Evaluation of Efficacy and Safety of Somatostatin Used as Inflow Modulator in Liver Transplantation.

This study is currently recruiting participants. (see Contacts and Locations)
Verified February 2013 by University Hospital, Ghent
Sponsor:
Information provided by (Responsible Party):
University Hospital, Ghent
ClinicalTrials.gov Identifier:
NCT01290172
First received: February 3, 2011
Last updated: February 1, 2013
Last verified: February 2013
  Purpose

This study is a 5 day, single-center, randomized, double blind, placebo-controlled study to evaluate the efficacy and safety of Somatostatin used as inflow modulator in liver transplantation. Patient systemic and hepatic dynamics will be collected and recorded at predefined time-points. To evaluate the ischemia-reperfusion injury, it is planned to perform liver biopsies at two different time-points to compare the liver structure and proteomic variations.


Condition Intervention Phase
Liver Transplant With Clinically Significant Portal Hypertension
Drug: Administration of Somatostatin
Drug: Administration of placebo
Phase 1

Study Type: Interventional
Study Design: Allocation: Randomized
Endpoint Classification: Safety/Efficacy Study
Intervention Model: Parallel Assignment
Masking: Double Blind (Subject, Investigator)
Primary Purpose: Treatment
Official Title: A Single-center, Randomized, Double Blind, Placebo-controlled Study to Evaluate the Efficacy and Safety of Somatostatin Used as Inflow Modulator in Liver Transplantation.

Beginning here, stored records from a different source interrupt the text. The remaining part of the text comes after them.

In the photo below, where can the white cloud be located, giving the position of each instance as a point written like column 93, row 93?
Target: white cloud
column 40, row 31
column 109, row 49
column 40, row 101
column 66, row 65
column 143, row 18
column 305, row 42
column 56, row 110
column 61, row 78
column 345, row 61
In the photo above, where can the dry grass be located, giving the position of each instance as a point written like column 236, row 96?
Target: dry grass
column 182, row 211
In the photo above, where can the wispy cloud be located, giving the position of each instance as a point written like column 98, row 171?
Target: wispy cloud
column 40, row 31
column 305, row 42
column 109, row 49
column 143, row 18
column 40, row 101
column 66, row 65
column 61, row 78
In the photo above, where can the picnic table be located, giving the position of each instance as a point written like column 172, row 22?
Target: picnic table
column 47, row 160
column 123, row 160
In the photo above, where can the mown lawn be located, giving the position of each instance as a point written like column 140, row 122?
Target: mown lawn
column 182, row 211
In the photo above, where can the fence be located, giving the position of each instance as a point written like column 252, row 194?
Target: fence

Resource links provided by NLM:


Further study details as provided by University Hospital, Ghent:

Primary Outcome Measures:
  • Evaluation of safety and efficacy using Somatostatin. [ Time Frame: 5 days ] [ Designated as safety issue: No ]
    To evaluate the safety and efficacy, using Somatostatin as portal vein flow and pressure modulator in liver transplantation in humans. Hepatic and systemic hemodynamic measurements will be recorded prior, during and after the bolus infusion of Somatostatin/Placebo during liver transplantation. Infusion of Somatostatin/Placebo will be continued for 5 days.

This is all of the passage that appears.